HIrschberg take the stage. And after preliminaries, and before a comedic reference to good ol' Dick, Richard Nixon, that is, previews a trailer (and how does one preview a trailer?).... Coming soon: The day of the long tail. Hilarious. He continues with his presentation. He shows a fresh chart from Technorati that captures a doubling of the blogosphere every 5 months. 50,000 blog posts per hour. 28#% are in English. Half the posts tagged are in Asian languages (who's got these numbers? too much to blog).
Yes! He shows us a clip of the shoeshine man! This guy is on top of it.
Now to the substance they paid him to keynote. Technorati on the day of the London bombings (which happened, as it happens, on my birthday: 7/7).
Weird.
...
It's possible that I'm not getting all of this.
...
Sifry, are you out there? Peter just covered the German "Du bist Deutschland" campaign and you won't believe what he just featured.... Liz, you ought to be here.
Bloggers in the bathroom indeed.
...
But he's right. Messaging loses its control when the blogosphere is invited in. "I'm hearing voices in my brand." That might be how they hear it. User-generated content though, is not just consumption of the production chain; but participation in an ongoing value chain: what Hirschberg calls "the gian brain."
So whether you type that as the Life of Brian or the LIfe of Brain, a movement either follows its leader or leads its followers.
Tag You're It, and the technorati lead the charge in defining what's goingOn.
(Jason Lewis: Peter just demo'd a dynamic text representation of technorati tags that should have and could have been done with your text organ!)
Uh-oh, Peter is taking on the president now. That might rival Colbert's performance at the annual press dinner this past weekend.
Peter and Val are bringing the house done now. They took the elevator pitches of the OnHollywood sponsors and had a couch-load of girls ages ranging in the neighborhood of 11 to read the pitches from cards to each other, and vote... Seems the girls sent these startups back to the drawing board. Series A-, or i that series C?

Monday, May 01, 2006

What's GoingOn? We're GoingOn! You're GoingOn!
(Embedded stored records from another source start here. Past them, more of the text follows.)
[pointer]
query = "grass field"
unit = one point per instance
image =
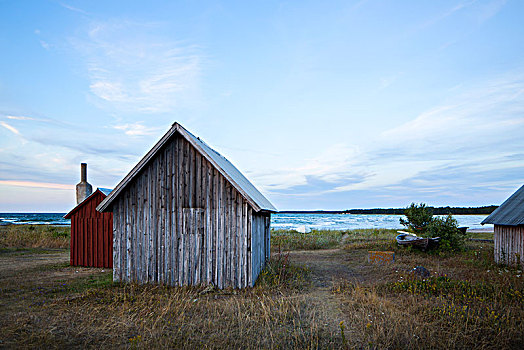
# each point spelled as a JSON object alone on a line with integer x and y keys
{"x": 317, "y": 292}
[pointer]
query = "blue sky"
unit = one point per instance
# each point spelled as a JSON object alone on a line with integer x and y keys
{"x": 322, "y": 104}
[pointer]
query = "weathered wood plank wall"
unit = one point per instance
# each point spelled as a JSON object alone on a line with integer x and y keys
{"x": 91, "y": 235}
{"x": 509, "y": 244}
{"x": 180, "y": 222}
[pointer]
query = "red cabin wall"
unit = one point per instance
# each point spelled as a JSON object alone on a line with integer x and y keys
{"x": 92, "y": 235}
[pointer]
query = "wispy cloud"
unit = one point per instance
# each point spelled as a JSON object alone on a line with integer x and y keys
{"x": 10, "y": 128}
{"x": 137, "y": 129}
{"x": 133, "y": 68}
{"x": 74, "y": 9}
{"x": 477, "y": 131}
{"x": 15, "y": 117}
{"x": 37, "y": 184}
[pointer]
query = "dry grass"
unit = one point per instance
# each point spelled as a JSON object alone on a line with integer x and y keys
{"x": 317, "y": 239}
{"x": 339, "y": 301}
{"x": 466, "y": 302}
{"x": 93, "y": 312}
{"x": 34, "y": 236}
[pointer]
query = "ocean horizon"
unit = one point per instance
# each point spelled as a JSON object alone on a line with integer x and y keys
{"x": 279, "y": 221}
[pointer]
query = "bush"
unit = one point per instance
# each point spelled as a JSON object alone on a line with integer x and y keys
{"x": 418, "y": 218}
{"x": 447, "y": 229}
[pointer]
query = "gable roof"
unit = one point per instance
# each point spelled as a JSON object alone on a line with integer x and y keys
{"x": 228, "y": 170}
{"x": 510, "y": 213}
{"x": 104, "y": 191}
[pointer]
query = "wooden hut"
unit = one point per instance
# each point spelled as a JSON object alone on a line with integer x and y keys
{"x": 185, "y": 215}
{"x": 508, "y": 220}
{"x": 91, "y": 232}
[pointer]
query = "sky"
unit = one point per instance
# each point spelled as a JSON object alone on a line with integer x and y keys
{"x": 321, "y": 104}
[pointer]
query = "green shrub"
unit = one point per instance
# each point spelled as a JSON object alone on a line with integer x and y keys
{"x": 447, "y": 229}
{"x": 418, "y": 218}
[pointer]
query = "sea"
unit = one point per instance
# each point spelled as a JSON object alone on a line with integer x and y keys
{"x": 278, "y": 221}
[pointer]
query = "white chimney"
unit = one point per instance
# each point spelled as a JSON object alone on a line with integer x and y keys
{"x": 83, "y": 189}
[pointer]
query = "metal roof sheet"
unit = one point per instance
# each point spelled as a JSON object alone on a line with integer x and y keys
{"x": 510, "y": 213}
{"x": 105, "y": 191}
{"x": 228, "y": 170}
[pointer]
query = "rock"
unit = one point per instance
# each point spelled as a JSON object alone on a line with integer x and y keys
{"x": 421, "y": 271}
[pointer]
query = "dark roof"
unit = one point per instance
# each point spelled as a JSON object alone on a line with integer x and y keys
{"x": 104, "y": 191}
{"x": 224, "y": 166}
{"x": 510, "y": 213}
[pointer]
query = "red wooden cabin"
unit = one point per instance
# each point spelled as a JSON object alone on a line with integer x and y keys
{"x": 91, "y": 232}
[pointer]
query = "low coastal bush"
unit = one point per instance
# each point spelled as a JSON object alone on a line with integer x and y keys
{"x": 447, "y": 229}
{"x": 420, "y": 221}
{"x": 34, "y": 236}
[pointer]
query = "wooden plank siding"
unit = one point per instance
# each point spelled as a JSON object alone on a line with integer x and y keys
{"x": 509, "y": 244}
{"x": 180, "y": 222}
{"x": 91, "y": 234}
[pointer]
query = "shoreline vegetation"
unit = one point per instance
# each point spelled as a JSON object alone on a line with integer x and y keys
{"x": 485, "y": 210}
{"x": 317, "y": 291}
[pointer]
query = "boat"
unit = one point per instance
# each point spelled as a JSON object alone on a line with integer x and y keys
{"x": 409, "y": 239}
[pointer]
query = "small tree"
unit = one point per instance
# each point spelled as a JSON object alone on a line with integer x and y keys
{"x": 418, "y": 218}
OnHollywood starts tomorrow. I'll be blogging the conference and supporting a soft introduction of GoingOn.com, for which we did UI and interaction design work. It's a community of bloggers and blogs that allows users, be they commercial or just individuals, to route posts beyond their own blogs to their networks. The good people at Tekriti have helped bake a bunch of web services and third-party tools into the platform, and we'll grow it further over time. Social software meets blogging meets networking meets publishing... After that, on to Joshua tree for some art, and a bit relaxation.